Then you can run INSERT INTO or use a materialized view to write data to the topic.

INSERT INTO stream_avro(name,favorite_number,favorite_color) VALUES('test',1,'red')

Please refer to Protobuf/Avro Schema for more details.

Continuously Write to Pulsar via MV

You can use materialized views to write data to Pulsar as an external stream, e.g.

-- read the topic via an external stream
CREATE EXTERNAL STREAM frontend_events(raw string)
SETTINGS type='pulsar',
service_url='pulsar://host:port',
topic='owlshop-frontend-events';

-- create the other external stream to write data to the other topic
CREATE EXTERNAL STREAM target(
_tp_time datetime64(3),
url string,
method string,
ip string)
SETTINGS type='pulsar',
service_url='pulsar://host:port',
topic='..',
data_format='JSONEachRow',
one_message_per_row=true;

-- setup the ETL pipeline via a materialized view
CREATE MATERIALIZED VIEW mv INTO target AS
SELECT now64() AS _tp_time,
raw:requestedUrl AS url,
raw:method AS method,
lower(hex(md5(raw:ipAddress))) AS ip
FROM frontend_events;

DROP EXTERNAL STREAM

DROP STREAM [IF EXISTS] stream_name

Limitations

There are some limitations for the Pulsar-based external streams, because Timeplus doesn’t control the storage or the data format for the external stream.

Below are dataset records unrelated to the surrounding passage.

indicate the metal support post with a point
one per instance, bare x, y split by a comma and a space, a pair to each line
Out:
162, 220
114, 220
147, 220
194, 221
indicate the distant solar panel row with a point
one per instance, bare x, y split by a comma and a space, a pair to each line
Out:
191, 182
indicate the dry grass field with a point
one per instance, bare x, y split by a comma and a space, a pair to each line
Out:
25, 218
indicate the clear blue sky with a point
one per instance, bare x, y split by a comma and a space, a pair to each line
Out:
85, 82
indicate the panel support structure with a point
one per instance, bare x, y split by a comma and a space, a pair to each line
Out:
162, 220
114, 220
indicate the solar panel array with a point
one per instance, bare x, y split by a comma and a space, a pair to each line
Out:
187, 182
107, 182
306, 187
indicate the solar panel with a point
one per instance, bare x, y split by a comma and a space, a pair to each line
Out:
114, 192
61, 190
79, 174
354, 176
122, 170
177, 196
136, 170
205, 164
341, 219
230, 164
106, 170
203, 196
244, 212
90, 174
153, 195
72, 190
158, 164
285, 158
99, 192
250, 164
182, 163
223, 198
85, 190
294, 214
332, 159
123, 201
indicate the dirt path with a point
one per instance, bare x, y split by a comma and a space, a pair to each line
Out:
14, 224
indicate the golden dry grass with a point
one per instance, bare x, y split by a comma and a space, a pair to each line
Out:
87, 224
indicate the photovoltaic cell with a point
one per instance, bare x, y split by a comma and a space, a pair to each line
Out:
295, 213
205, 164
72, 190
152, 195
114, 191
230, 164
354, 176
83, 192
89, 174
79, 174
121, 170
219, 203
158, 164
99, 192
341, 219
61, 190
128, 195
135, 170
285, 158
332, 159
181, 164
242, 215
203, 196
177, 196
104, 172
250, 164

  1. The UI wizard to setup Pulsar External Stream is coming soon. Before it's ready, you need the SQL DDL.
  2. Unlike normal streams, there is no historical storage for the external streams. You can run table(ex_pulsar_stream) but it will scan all messages in the topic. There is no way to implement an efficient count. Thus, SELECT count() FROM table(ex_pulsar_stream) will always scan the whole topic. If you need to frequently run query for historical data, you can use a Materialized View to query the Pulsar External Stream and save the data in Timeplus columnar or row storage. This will improve the query performance.
  3. You use seek_to in the streaming query. earliest and latest are supported. You can also use seek_to='2024-10-14' for date or datetime based rewind. But number-based seek_to is not supported.
  4. There is no retention policy for the external streams in Timeplus. You need to configure the retention policy on Pulsar. If the data is no longer available in the external systems, they cannot be searched in Timeplus either.
  5. Like Kafka external stream, Pulsar external stream will fetch the partition list after the streaming SQL starts running. Thus, it won't be automatically detect new partitions at runtime. Users must re-execute the query in order to read data from the new partitions.